Do you think WordPress MU/2.0 has corrected this problem? Only one way to find out….

Atom 1.0: Low Priority

November 16, 2005

Did anyone else see what happened Sunday on the WordPress Atom 1.0 ticket?

Ticket #1526: Have wp-atom.php generate Atom 1.0

Sun Nov 13 02:33:32 2005: Modified by matt

  • milestone changed from 1.6 to 2.1
  • priority changed from high to low

Atom 1.0, meet the back burner.

Back in July, Mullenweg said, “It looks like WordPress is going to continue supporting 0.3 while adding 1.0 support.” That’s not what it looks like now. It’s a shame when you consider Sam Ruby’s wishes….

By the time Longhorn comes out, I have every intent to make Atom 0.3 feeds as rare as Atom 0.2 feeds are now; which is to say, practically non-existent.
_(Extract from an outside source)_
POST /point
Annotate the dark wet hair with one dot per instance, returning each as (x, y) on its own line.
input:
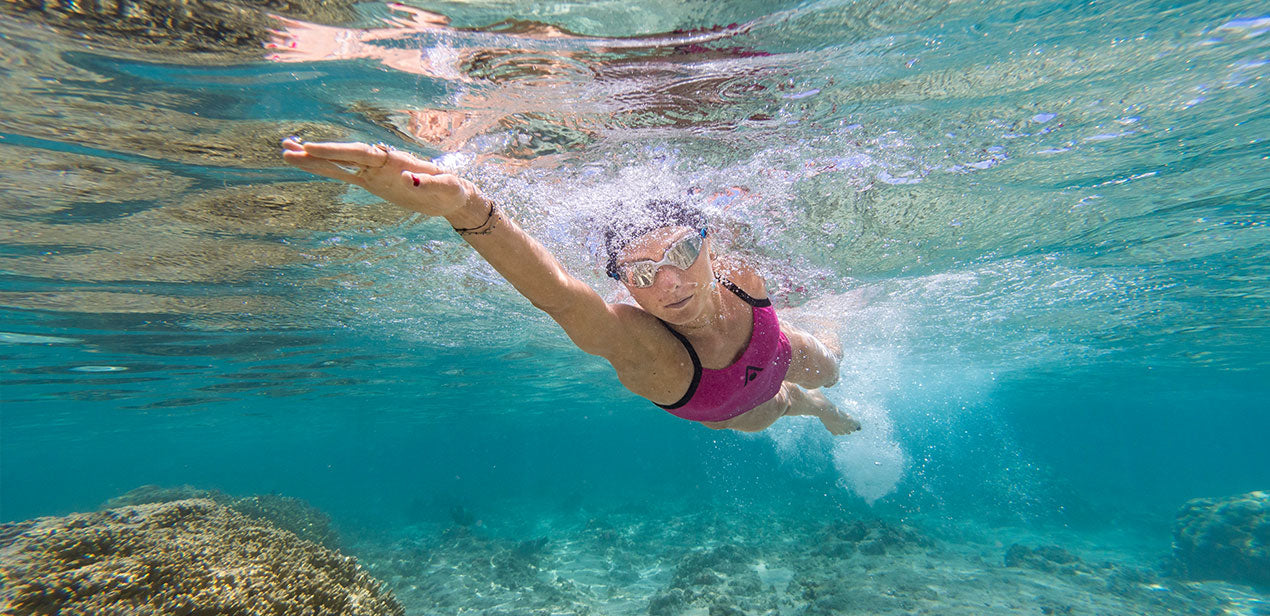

Instead Sam’s worst fears are coming true. When hungry baby Longhorn finally emerges from the shell, WordPress 1.6 will be cramming Atom 0.3 feeds down its throat. Microsoft is going to have to let it digest them.

In the meantime I’ll keep watching Atom/WordPress mavericks such as Ben de Groot and Matthew Gertner, who both have valid Atom 1.0 feeds—as long as you don’t look at them sideways. (The feed level IDs and rel="self"s are hard-wired to the main feed, making category feeds and others slightly incorrect.) I’d also like to see what the dissatisfied Phil Ringnalda comes up with.

But any maverick solutions will only help out our own mikemariano dot com. Here at mikemariano dot WordPress dot com, it’s Atom 0.3 until 2007!

Weed and Feed

November 5, 2005

Phil Ringnalda yesterday questioned the usefulness of omnibus “Planet” feeds. To do his part, he has decided to feed Planet Mozilla a finely-tuned subcategory of his Mozilla writings.

But why should Phil have to do all the work? A subscriber to all things Mozilla should expect the Planet feed to contain all things Mozilla, even when people repeat themselves.

So how do readers manage such large feeds? The work has to come at the feed reader level. Let readers custom filter their feeds and Planets will become a lot more useful.

For months Greasemonkey has allowed us to remove Xeni Jardin’s entries from Boing Boing directly on their web page. Why can’t we do the same for the Boing Boing feed? I have yet to see a feed reader that would allow us to set up a simple de-Xenifying rule.

People want this customization; The New York Times offers a feed creator that allows readers to choose multiple news departments for a single feed. This creates hundreds of combinations, hundreds of feeds filled with the same information. Why not feed it all and let the reader sort em out?

The Village Voice supplies an Arts section feed. They’ve already narrowed it down this far, but I, the cranky, impatient reader, only want to read theatre articles. Should I badger them to create a theatre only feed? Or should I ask my feed reader to Display Only entries that contain theater in the guid?

If someone out there knows a feed reader that can do the latter, tell me. Then let the weeding begin.